As duas fizeram uma pausa na conversação e concentraram-se em comer. Depois Jane lembrou-se de algo e perguntou a Elizabeth.

--Quando você vai conversar com William sobre o que George Wickhan lhe contou?

Elizabeth fez uma careta de aborrecimento e respondeu.

--Logo.

--Logo quando, Lizzie? Não negue que andou evitando ele. – Jane a acusou.

--Eu não estive não. – Elizabeth replicou, teimosa.

--Todas as vezes que ele ligou para marcar para sair, você inventou uma desculpa qualquer para não se encontrar com ele. – Jane argumentou.

--Não foram desculpas. Estive muito ocupada estes últimos dias. – Defendeu-se.

--Desde que George alegou que William destruiu a sua vida. – Jane contrapôs.

--Você não parece acreditar nele. – Elizabeth apontou.

--Todas as histórias têm dois lados e eu ainda não ouvi o lado de William nesta história.

--Você acha que pode existir alguma justificativa para o que ele fez? – Elizabeth interrogou-a, descrente e feroz.

--Você não pode ter certeza de que ele realmente fez o que George está o acusado de ter feito. – Jane o defendeu.

--Você acha que George mentiu pra mim? – Interrogou-a, surpresa com a reação de Jane. – Por que ele mentiria para mim?

--Eu não sei... Não, acho que não mentiu. – Jane respondeu, indecisa. – Talvez ele tenha entendido algo errado.
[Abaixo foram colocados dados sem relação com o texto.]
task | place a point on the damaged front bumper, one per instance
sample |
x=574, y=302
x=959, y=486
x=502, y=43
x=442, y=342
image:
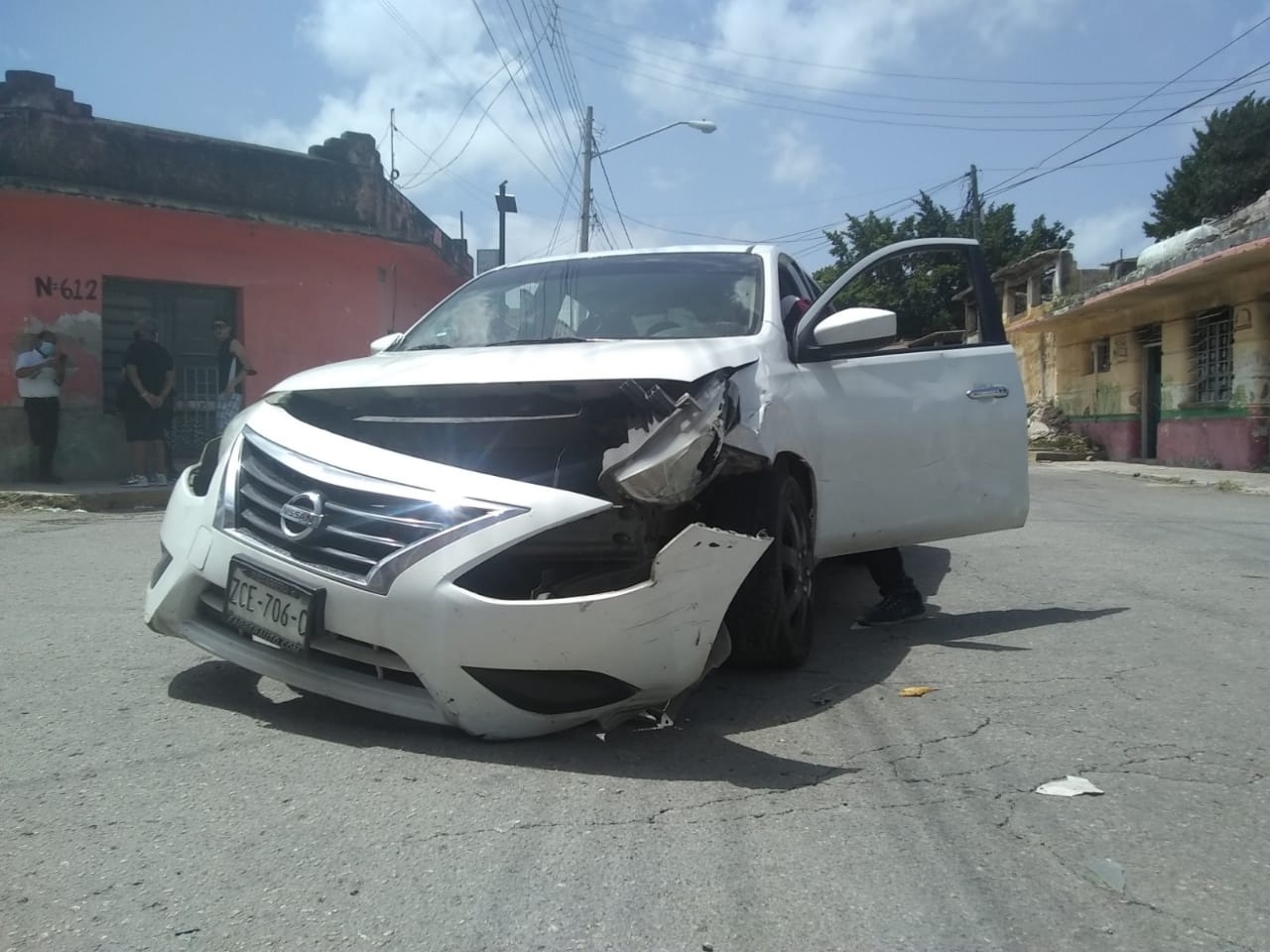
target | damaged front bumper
x=427, y=648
Talvez William não tenha sido responsável pela sua demissão... Apenas os fatos coincidiram com o momento em que ele teve um problema com William.

--Grande coincidência. – Elizabeth declarou, sarcástica. – Jane, você não pode realmente querer que eu acredite que os dois são bonzinhos nesta história. Um dos dois terá de ser o vilão.

--E por que você está tão certa de que este vilão é William? – Jane questionou-a, tentando compreender a irmã e o motivo de tamanha suspeita com relação a Darcy.

--Porque... – Elizabeth demorou um pouco para se explicar. – Para as pessoas ricas, os seus interesses sempre vêm em primeiro lugar. Elas não se importam com o impacto que suas ações têm na vida de outras pessoas, contato que consigam o que querem.

--Lizzie, William não é assim. Você o conhece. – Jane a reprovou.

--Exatamente por conhecer ele é que penso assim, Jane. – Elizabeth declarou. – Eu não me esqueci do que ele falou de mim naquele desfile, quando mal me conhecia. – Argumentou. – Eu não tinha lhe feito nada e ainda assim ele foi grosso, comportando-se como um esnobe e preconceituoso. Agora imagina o que ele não seria capaz de fazer com alguém que julgasse estar tentando denegrir a sua imagem corretinha de homem de negócios?

--Você está se precipitando neste julgamento. Já o condenou sem nem ouvi-lo. – Jane continuou com a sua posição.

--Eu irei ouvir sua explicação, se ele tiver alguma para dar. – Elizabeth prometeu.

--Quer que eu pergunte a Charles se ele sabe alguma coisa sobre esta história? – Jane sugeriu, solicita.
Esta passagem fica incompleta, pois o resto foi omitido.